In generale, il numero di malati di coronavirus in Italia è aumentato del 18,8% da giovedì passando da 3.296 a 3.916 (+620). I morti sono aumentati del 33,1% passando da 148 a 197 (+49). Rispetto al totale dei contagiati la percentuale di morti è del 4,25%. È quanto risulta dai dati resi noti dalla Protezione Civile. I guariti sono aumentati nelle ultime 24 ore del 26,3% (+109 passando da 414 a 523 persone), con un'incidenza sul totale dell'11,28%. Infine, l'aumento dei malati in terapia intensiva è del 31,7% (+111, passando da 351 a 462 ricoverati).

"La situazione varia a livello geografico e le misure devono essere proporzionate alla luce della situazione specifica a cui si riferiscono. Al momento l'Italia è il paese più colpito dall'epidemia tra tutti gli stati membri e sta adottando misure specifiche. Queste misure devono essere viste e analizzate alla luce della situazione alla quale si riferiscono che in questo caso è seria", in "alcune zone dell'Italia". Così il Commissario europeo alla Gestione della crisi Janez Lenarcic. "Altri paesi dovrebbero guardare all'esperienza italiana e prepararsi, potrebbero esserci situazioni simili in Europa presto", aggiunge.

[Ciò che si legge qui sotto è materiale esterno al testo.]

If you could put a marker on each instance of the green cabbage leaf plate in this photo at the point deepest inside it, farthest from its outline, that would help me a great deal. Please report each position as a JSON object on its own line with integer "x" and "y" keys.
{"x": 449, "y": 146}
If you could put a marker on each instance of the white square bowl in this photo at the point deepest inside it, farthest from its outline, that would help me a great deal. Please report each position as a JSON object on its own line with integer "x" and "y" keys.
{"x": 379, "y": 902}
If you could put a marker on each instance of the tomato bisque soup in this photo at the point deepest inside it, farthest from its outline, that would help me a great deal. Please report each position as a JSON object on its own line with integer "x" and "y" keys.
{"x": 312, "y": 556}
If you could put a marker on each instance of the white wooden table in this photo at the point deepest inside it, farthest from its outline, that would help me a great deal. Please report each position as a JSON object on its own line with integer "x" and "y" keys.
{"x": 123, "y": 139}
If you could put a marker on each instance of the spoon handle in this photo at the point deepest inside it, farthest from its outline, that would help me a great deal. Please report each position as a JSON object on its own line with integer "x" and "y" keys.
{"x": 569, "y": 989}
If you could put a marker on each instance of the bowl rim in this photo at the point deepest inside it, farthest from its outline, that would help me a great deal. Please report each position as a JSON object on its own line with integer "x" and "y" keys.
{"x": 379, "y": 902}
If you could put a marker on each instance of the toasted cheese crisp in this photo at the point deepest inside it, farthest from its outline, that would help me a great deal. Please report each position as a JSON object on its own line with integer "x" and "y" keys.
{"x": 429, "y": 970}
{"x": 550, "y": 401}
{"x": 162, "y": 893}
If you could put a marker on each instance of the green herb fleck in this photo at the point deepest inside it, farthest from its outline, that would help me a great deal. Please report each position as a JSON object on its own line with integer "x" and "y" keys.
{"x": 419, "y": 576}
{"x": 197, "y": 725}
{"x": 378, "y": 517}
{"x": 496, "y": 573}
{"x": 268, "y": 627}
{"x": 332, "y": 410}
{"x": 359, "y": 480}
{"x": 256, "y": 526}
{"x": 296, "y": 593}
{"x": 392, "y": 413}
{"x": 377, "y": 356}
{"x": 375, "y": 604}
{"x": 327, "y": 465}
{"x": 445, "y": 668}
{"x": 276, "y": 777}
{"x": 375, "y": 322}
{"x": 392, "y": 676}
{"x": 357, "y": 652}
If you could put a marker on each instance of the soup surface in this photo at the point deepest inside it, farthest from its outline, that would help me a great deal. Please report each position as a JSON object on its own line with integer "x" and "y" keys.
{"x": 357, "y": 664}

Tra sabato e domenica il presidente del Consiglio firmerà molto probabilmente un nuovo Dpcm contenente le indicazioni sulle nuove zone rosse. Una di queste potrebbe essere quella della Bergamasca - nel capoluogo sono risultati positivi anche il prefetto e il questore - che ricade sotto i comuni dei Nembro e Alzano Lombardo, un'area dove vivono 25mila cittadini. E il governo dovrà anche decidere se prolungare o meno l'isolamento delle aree già in quarantena. "Stiamo valutando una serie di misure da prendere in generale nella regione, come nelle altre zone a rischio", ha detto il presidente dell'Iss Silvio Brusaferro auspicando che vengano valutate delle misure sanzionatorie per chi viola la quarantena o le regole sanitarie diffuse in questi giorni. "Non è una bravata - ha detto - stiamo studiando eventuali conseguenze per un atto di questo tipo".